Tout part des conditions de production : le marché des accessoires iPhone est extraordinairement concurrentiel, notamment dans le domaine des accessoires en marque blanche. Dans ce cas précis, les grandes chaînes européennes et les accessoiristes mettent en concurrence les fabricants et sous-traitants pour obtenir des produits au prix le plus bas possible, et le plus rapidement possible. La moindre information est donc vitale pour les fabricants et distributeurs, qui utilisent un réseau de sources chez les sous-traitants d'Apple… et la presse spécialisée.
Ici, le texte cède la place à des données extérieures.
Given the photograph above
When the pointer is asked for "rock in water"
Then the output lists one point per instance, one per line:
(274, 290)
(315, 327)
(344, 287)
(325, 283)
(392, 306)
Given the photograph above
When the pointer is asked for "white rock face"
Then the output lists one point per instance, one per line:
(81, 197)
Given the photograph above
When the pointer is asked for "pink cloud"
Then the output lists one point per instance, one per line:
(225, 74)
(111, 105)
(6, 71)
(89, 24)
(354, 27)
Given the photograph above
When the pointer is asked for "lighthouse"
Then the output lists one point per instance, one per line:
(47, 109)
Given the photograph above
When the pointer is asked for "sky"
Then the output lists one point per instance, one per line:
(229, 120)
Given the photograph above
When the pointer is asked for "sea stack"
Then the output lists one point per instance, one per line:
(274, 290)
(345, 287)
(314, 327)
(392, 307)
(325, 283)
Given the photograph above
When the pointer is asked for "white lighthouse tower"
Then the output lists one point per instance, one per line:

Les premières rumeurs tangibles autour de l'iPhone 5 naissent avec un billet de Joshua Topolsky sur This is my next le 22 avril 2011. L'ancien rédacteur en chef d'Engadget est traditionnellement plutôt bien informé : il a été le premier à obtenir une photo d'iPad, d'iPhone 4, et à obtenir des informations sur le nouvel Apple TV. Son historique prouve cependant qu'il obtient des scoops plus sûrs chez les autres fabricants qu'Apple : on attend toujours l'iPad 2 à Retina Display qu'il avait annoncé. Il décrit, à partir de plusieurs sources, un iPhone plus fin, rappelant l'iPod touch, avec un écran plus grand, un bouton doublé d'une zone tactile, un profil en goutte d'eau.
Quelques semaines plus tard, le réputé Wall Street Journal embraye. Alors que le WSJ est traditionnellement renseigné directement par Apple, personne ou presque n'ose alors douter que l'iPhone 5 sera un « iPhone bien différent ». D'autant qu'entre-temps, les premières housses pour ce nouvel iPhone arrivent de Chine… et elles semblent confirmer ce design.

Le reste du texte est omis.